Dr. Erwin Gollner: Aus der Sicht der Positiven Psychologie hat jeder Mensch diese Ressourcen in sich – auch die Fähigkeit, Glück zu empfinden. Sie ist zu 50 Prozent genetisch determiniert. Zu zehn Prozent ist sie anlassbezogen – also wenn man beispielsweise einen Lottogewinn macht. Und zu 40 Prozent ist die Empfindung und Entwicklung von positiven Gefühlen eine Fähigkeit, die man trainieren kann. Also man kann trainieren, positiv zu denken. 

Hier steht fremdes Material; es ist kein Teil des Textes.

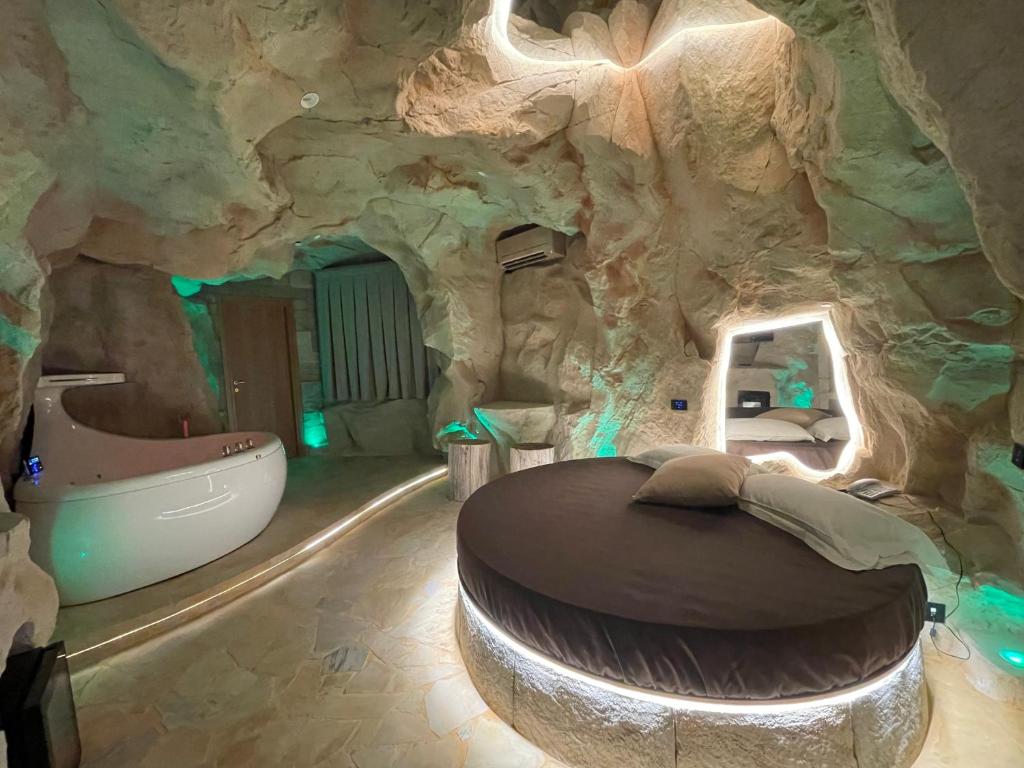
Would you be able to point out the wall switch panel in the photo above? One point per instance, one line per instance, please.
(935, 612)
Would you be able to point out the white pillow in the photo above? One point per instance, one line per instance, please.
(656, 457)
(833, 428)
(765, 430)
(852, 534)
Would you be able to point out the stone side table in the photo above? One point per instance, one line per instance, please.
(526, 455)
(469, 467)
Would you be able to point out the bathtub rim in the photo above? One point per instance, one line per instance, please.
(28, 493)
(160, 622)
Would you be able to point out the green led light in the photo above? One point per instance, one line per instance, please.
(313, 429)
(791, 389)
(1013, 657)
(458, 430)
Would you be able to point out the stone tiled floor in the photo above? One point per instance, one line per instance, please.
(350, 660)
(321, 492)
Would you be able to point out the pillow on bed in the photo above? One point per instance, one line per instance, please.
(802, 417)
(765, 430)
(656, 457)
(712, 480)
(833, 428)
(852, 534)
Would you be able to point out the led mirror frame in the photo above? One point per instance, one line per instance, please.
(501, 11)
(842, 381)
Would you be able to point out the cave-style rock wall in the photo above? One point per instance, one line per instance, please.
(756, 166)
(128, 320)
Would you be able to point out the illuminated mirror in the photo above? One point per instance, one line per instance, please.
(605, 32)
(785, 396)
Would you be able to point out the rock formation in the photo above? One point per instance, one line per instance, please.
(714, 161)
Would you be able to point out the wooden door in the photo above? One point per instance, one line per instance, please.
(261, 368)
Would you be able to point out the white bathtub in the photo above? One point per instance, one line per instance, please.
(111, 514)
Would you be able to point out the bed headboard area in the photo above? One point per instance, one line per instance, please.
(735, 412)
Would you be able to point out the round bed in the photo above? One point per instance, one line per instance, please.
(573, 597)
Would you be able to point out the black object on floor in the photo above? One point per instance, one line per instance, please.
(37, 710)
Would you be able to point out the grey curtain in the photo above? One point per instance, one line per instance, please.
(371, 343)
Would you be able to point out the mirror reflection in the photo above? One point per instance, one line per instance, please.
(781, 397)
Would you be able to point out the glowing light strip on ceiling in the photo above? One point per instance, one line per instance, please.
(693, 704)
(323, 540)
(840, 379)
(501, 12)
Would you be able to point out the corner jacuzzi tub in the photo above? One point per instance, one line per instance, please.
(111, 514)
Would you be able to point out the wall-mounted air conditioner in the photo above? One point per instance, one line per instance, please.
(528, 245)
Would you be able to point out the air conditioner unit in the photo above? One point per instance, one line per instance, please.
(528, 245)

Die positiven Emotionen sind im Gehirn im vorderen Stirnlappen links beheimatet. Rechts sind Ängste und Trauer verankert. Wenn man diesen linken Stirnlappen, also die positiven Emotionen, trainiert, gelingt es einem leichter, positive Gefühle zu entwickeln und Positives wahrzunehmen.

 

Warum ist die Grundstimmung bei vielen so negativ?

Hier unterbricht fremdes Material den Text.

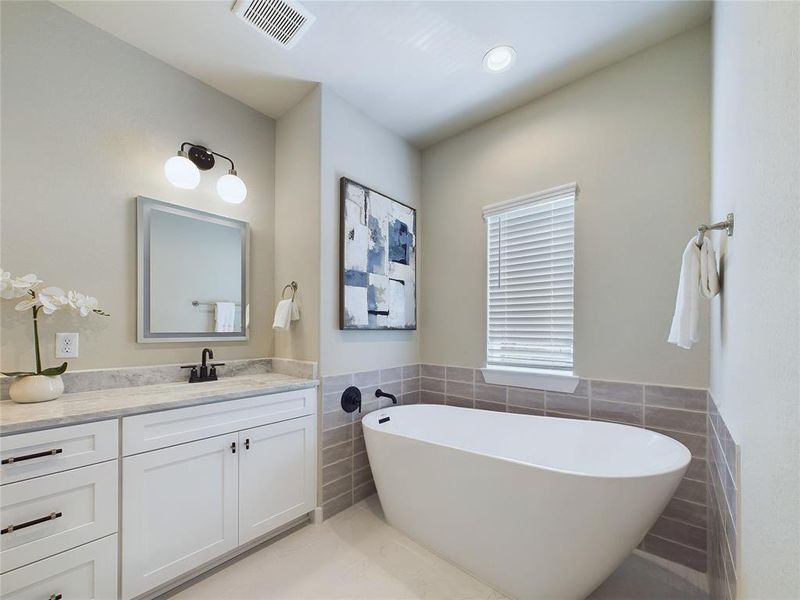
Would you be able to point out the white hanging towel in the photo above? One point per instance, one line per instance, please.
(286, 312)
(709, 279)
(224, 316)
(698, 276)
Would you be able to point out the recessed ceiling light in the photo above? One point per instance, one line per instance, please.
(499, 59)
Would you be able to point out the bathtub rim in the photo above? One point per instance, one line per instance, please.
(375, 414)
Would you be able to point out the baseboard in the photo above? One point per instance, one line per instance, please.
(696, 578)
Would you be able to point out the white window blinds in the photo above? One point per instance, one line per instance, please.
(530, 280)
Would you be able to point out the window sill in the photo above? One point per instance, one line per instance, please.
(537, 379)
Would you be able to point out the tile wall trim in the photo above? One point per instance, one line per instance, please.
(679, 535)
(723, 456)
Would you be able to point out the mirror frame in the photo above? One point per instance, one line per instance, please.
(144, 209)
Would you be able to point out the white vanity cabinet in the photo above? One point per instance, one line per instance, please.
(128, 506)
(186, 504)
(59, 512)
(179, 510)
(277, 475)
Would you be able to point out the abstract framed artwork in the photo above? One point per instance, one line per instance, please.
(379, 260)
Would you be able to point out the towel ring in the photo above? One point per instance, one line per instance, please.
(293, 286)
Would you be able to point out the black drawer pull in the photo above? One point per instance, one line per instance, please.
(13, 528)
(11, 460)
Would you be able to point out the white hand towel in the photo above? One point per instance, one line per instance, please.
(709, 280)
(283, 315)
(224, 316)
(683, 332)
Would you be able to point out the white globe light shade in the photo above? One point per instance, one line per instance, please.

Wir haben ein „Katastrophengehirn“. Um zu überleben, mussten wir immer daran denken, wo eine Gefahr lauert. Deswegen sind wir eher anfällig auf das Negative und denken eher im Negativen. Das war immer für das Überleben wichtig. Das ist heute nicht mehr nötig. Aber es ist immer noch in uns drinnen. Deshalb müssen wir bewusst positive Emotionen herholen.

 

Wie gelingt es, dass ich positive Emotionen wahrnehme?

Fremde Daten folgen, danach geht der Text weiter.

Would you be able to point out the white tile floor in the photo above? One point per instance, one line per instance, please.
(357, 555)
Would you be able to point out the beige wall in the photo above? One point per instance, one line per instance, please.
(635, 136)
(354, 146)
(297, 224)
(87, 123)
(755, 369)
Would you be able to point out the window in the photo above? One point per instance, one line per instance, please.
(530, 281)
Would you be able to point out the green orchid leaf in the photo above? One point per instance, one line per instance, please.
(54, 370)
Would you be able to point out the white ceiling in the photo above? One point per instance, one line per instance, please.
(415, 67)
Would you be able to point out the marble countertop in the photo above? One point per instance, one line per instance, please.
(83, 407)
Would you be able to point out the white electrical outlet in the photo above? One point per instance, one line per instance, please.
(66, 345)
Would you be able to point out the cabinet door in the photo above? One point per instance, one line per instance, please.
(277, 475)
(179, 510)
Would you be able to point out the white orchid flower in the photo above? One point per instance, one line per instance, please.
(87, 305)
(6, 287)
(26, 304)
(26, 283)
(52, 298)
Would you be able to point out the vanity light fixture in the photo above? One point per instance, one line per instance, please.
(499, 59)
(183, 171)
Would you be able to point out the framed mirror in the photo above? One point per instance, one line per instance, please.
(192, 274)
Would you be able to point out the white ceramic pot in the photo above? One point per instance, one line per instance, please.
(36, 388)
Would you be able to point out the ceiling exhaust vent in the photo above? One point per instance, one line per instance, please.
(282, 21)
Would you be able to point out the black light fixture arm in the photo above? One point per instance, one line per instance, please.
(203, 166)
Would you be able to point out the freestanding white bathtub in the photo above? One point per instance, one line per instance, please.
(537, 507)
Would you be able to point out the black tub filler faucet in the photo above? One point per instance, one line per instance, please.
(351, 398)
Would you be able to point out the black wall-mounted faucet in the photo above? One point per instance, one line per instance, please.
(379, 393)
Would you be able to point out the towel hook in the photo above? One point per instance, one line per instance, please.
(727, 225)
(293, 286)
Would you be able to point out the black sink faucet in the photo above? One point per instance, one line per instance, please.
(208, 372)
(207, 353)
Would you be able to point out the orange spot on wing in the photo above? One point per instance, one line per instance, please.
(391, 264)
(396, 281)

Indem ich mir überlege: Was führt zu einer Reaktion in mir, die mich positiv stimmt? Ein Kompliment, ein erfolgreiches Erlebnis, ein Blick in die Natur etc. Das können viele Dinge sein. Auch Dankbarkeit führt zu einer positiven Emotion.

 

Aber jemand, der negativ geprägt ist, kann das ja nicht einfach so abrufen.  Wie erkennt man Positives?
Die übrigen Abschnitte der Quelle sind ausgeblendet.